“Walk to Fisterra” is a new documentary film showing tonight in Fairbanks featuring Alaskan born cellist Dane Johansen walking over 500 miles carrying his cello on his back, playing the Bach Cello Suites along the Spanish pilgrimage to Carmino de Santiago. Johansen is the son of Fairbanks School of Talent Education founder and current Fairbanks Suzuki Institute Music Director Gail Johansen so learning a string instrument was almost a given in the Johansen household. Johansen picked up the cello when he was just 4 and as he grew in talent and stature, so did the weight and size of the cello which posed a few challenges as he trekked with tens of thousands of other pilgrims on the walk to Fisterra.
Carrying the cello for almost 600 miles was actually not as much of a challenge as Johansen thought it was going to be.
“The size of it and the shape of the case made it a little more challenging than a backpack would’ve been in that it wasn’t really tied to my back,” Johansen said. “It was blowing in the wind a little more freely than a backpack might. But overall, the experience was not physically so difficult. I was actually probably under the same amount of weight as anyone else walking that route with a fairly well packed backpack.”

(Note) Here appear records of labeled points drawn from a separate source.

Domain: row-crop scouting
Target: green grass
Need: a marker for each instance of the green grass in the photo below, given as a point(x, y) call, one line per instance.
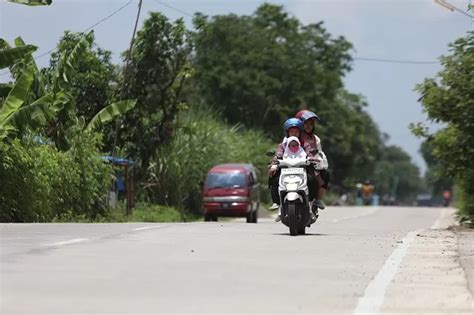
point(141, 213)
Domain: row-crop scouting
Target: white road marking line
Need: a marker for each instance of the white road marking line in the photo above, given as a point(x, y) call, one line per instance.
point(372, 300)
point(146, 228)
point(73, 241)
point(446, 212)
point(364, 214)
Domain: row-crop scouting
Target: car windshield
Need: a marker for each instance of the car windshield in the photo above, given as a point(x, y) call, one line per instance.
point(225, 180)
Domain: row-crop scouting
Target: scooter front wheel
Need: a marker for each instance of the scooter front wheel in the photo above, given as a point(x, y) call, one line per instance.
point(292, 219)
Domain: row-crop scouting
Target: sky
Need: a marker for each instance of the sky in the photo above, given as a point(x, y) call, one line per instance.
point(412, 30)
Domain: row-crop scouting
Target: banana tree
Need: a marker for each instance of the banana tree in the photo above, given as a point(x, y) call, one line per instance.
point(18, 111)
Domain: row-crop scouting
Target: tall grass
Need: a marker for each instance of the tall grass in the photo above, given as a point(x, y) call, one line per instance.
point(202, 141)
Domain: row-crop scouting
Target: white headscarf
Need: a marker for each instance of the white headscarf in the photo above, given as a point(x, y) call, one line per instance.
point(288, 154)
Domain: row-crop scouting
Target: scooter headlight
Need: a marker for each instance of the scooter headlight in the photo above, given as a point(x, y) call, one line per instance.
point(293, 181)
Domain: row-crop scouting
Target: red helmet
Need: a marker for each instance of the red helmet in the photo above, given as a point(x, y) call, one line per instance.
point(300, 113)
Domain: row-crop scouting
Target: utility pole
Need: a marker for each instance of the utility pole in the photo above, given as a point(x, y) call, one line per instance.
point(452, 8)
point(117, 123)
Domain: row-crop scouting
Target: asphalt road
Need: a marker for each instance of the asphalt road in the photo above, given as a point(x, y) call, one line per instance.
point(353, 261)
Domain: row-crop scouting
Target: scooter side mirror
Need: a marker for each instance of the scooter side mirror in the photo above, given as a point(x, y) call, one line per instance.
point(270, 153)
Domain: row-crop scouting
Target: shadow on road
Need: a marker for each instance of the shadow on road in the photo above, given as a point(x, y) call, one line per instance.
point(307, 234)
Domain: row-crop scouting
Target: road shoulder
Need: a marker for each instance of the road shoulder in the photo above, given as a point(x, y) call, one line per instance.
point(466, 253)
point(431, 278)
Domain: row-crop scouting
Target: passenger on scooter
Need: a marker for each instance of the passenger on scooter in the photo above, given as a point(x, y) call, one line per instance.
point(292, 128)
point(309, 138)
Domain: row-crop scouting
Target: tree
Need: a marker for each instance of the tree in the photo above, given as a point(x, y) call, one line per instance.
point(155, 77)
point(449, 99)
point(21, 109)
point(436, 179)
point(260, 69)
point(93, 80)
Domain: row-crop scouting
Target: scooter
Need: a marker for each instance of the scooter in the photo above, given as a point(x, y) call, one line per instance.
point(294, 195)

Johansen describes himself as a Fairbanks kid and loves the outdoors and spending time in nature.
“I always kind of felt this pull in two different directions between music and my love for paying the cello and adventure and the outdoors and all the things I like to do away from music,” Johansen said. “I couldn’t ever find a way to put those two things together.”

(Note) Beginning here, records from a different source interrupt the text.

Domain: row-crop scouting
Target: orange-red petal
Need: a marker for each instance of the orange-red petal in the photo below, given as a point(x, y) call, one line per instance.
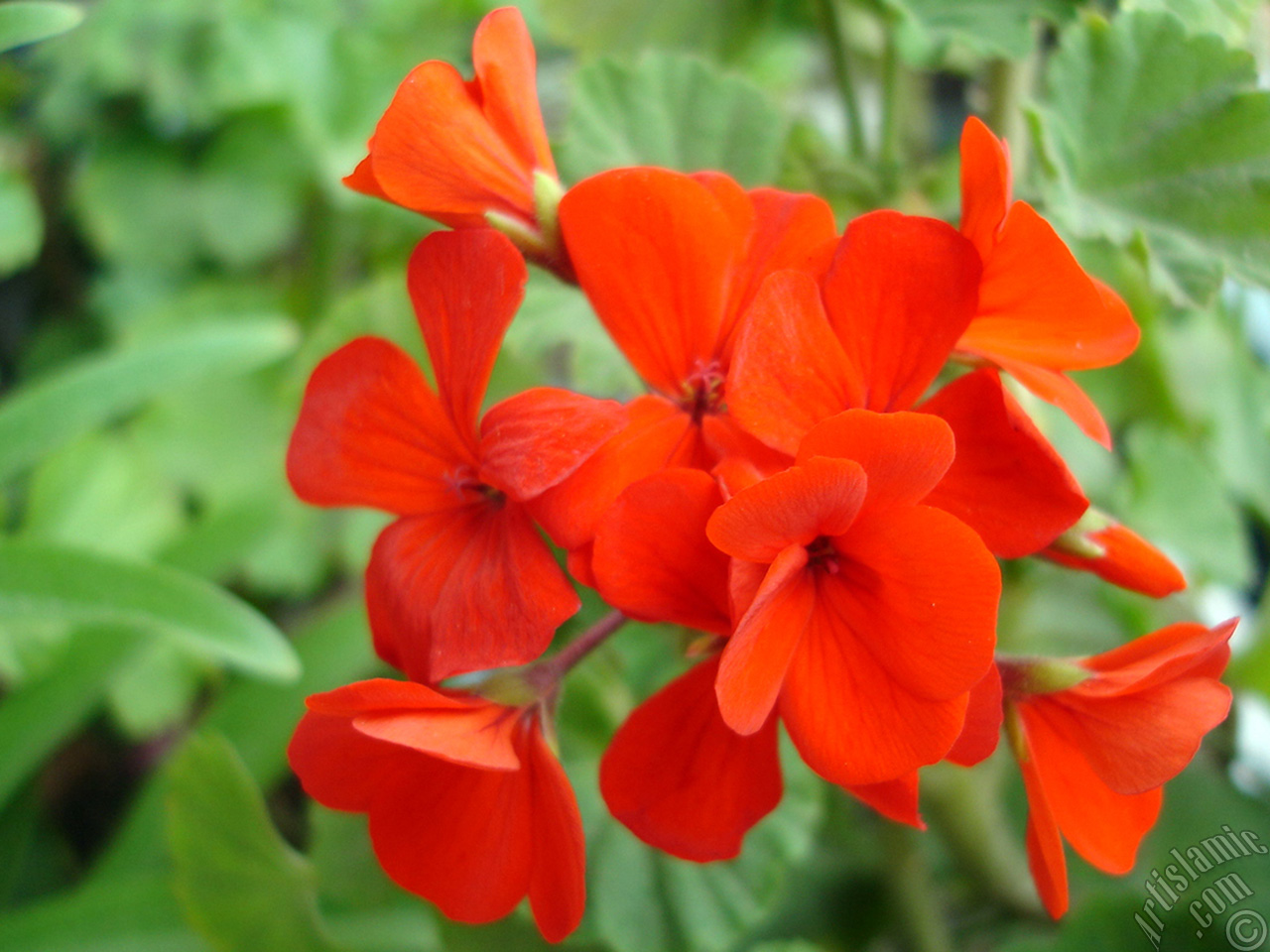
point(848, 717)
point(656, 253)
point(983, 717)
point(905, 454)
point(1173, 652)
point(681, 779)
point(372, 433)
point(465, 592)
point(788, 371)
point(535, 439)
point(1007, 483)
point(917, 590)
point(984, 184)
point(506, 70)
point(820, 498)
point(558, 883)
point(899, 294)
point(652, 557)
point(1056, 388)
point(454, 150)
point(1046, 856)
point(1128, 560)
point(896, 800)
point(465, 287)
point(1037, 304)
point(765, 643)
point(1103, 826)
point(658, 434)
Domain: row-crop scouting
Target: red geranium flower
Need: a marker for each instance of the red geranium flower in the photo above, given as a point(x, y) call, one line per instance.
point(1097, 738)
point(671, 262)
point(865, 613)
point(467, 805)
point(1115, 553)
point(462, 580)
point(465, 151)
point(875, 333)
point(1039, 313)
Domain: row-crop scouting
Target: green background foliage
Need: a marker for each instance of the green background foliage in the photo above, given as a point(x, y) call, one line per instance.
point(177, 254)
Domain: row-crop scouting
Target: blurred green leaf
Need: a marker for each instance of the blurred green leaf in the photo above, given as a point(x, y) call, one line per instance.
point(46, 581)
point(558, 331)
point(647, 901)
point(122, 914)
point(22, 226)
point(258, 717)
point(28, 21)
point(249, 191)
point(42, 712)
point(1224, 390)
point(1229, 19)
point(994, 27)
point(1156, 132)
point(155, 689)
point(99, 493)
point(241, 887)
point(42, 416)
point(597, 27)
point(1180, 504)
point(671, 111)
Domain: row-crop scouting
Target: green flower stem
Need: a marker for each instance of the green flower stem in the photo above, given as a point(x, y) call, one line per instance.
point(549, 673)
point(830, 26)
point(888, 150)
point(964, 806)
point(912, 892)
point(1010, 82)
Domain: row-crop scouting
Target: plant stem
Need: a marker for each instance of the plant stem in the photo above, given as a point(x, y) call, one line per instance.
point(1010, 82)
point(888, 150)
point(830, 26)
point(547, 674)
point(964, 806)
point(908, 880)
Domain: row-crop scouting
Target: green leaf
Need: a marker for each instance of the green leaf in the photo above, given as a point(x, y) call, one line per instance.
point(63, 584)
point(671, 111)
point(42, 712)
point(1178, 503)
point(557, 330)
point(240, 884)
point(647, 901)
point(22, 226)
point(99, 493)
point(122, 914)
point(28, 21)
point(1156, 132)
point(598, 27)
point(1229, 19)
point(42, 416)
point(155, 689)
point(993, 27)
point(258, 717)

Then this project helped him do that.
“So that was a really nice thing,” Johansen said. “To finally realize, combining those two different areas of my life.”

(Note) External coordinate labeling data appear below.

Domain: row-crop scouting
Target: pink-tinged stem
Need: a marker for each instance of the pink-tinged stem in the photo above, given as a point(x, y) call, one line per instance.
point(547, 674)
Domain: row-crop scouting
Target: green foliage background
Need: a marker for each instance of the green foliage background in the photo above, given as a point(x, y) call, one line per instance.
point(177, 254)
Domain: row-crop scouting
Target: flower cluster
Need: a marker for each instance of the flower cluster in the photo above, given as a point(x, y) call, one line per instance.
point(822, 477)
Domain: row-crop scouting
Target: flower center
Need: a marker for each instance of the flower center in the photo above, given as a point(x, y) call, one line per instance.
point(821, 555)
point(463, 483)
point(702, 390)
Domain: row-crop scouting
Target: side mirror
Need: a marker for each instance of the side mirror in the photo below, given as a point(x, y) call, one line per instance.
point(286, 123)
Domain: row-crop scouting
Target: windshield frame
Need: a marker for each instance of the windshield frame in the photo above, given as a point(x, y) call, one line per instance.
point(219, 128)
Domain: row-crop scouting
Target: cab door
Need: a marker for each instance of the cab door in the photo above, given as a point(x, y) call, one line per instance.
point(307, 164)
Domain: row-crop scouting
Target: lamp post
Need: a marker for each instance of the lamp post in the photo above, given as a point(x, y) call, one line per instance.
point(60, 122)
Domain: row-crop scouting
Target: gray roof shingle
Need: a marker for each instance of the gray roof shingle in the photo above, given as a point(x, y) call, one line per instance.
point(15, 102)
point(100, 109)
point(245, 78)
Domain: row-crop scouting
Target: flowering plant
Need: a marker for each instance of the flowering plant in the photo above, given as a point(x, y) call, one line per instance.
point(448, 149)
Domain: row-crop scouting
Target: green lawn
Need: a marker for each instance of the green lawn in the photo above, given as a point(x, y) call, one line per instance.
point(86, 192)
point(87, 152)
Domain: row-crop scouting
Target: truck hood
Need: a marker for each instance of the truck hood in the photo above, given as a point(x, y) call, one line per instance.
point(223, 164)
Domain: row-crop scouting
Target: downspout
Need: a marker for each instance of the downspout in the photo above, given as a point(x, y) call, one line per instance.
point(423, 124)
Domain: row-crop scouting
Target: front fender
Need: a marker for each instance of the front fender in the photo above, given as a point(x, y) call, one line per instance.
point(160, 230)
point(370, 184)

The pilgrimage from the Great Perenees in the South of France across Spain to the most northwestern corner of Spain took Johansen and his documentary film crew 40 days. Johansen performed 36 evenings along the journey at different venues from town squares to ancient churches. Every performance included at least 3 of the 6 Bach Suites for Solo Cello. The inspiration for the adventure developed over time.
“It was inspired by a friend of mine, a composer, who had walked the Appalachian Trail here in the United States, and he had written 81 movements for string quartet along the way about his experience on the Appalachian Trail,” Johansen said.
Johansen got really inspired and thought that he could do something like that, maybe with his cello. He got started looking for a venue and he knew the Appalachian Trail wasn’t going to work because there’s just not that many people on it.
“So I needed a place with a lot of people, a lot of traffic,” Johansen said. “So I found the Carmino de Santiago and it seemed like a good fit for this idea, carrying my Cello and the music of Bach with me. It kind of snowballed from there. I told a friend of mine about it who’s an audio engineer and he said, ‘Oh, well you have to record the music in all those churches along the way’ and I thought I could probably figure out how to do that. And then a filmmaker friend of mine said, ‘You should really think about making a documentary film about it.”
It happens to be the documentary film showing in Fairbanks that drew Johansen up here this week and he follows in Gail Johansen’s footsteps and just like his mom teaches at the Fairbanks Suzuki Institute.
When asked about whether his students knew of Johansen’s “rockstar” status, one of his students replied, “Oh yes.” Johansen’s mother would often talk about him, and the student knew Johansen for a long time.
“I do love coming back to this community whenever I get a chance. It’s just home, and the people are wonderful. I don’t find people like this everywhere in the world so it’s really special to come back and get to experience this beautiful place.”
Johansen’s Walk to Fisterra, shows at UAF’s at 7 p.m. Friday night in Fairbanks.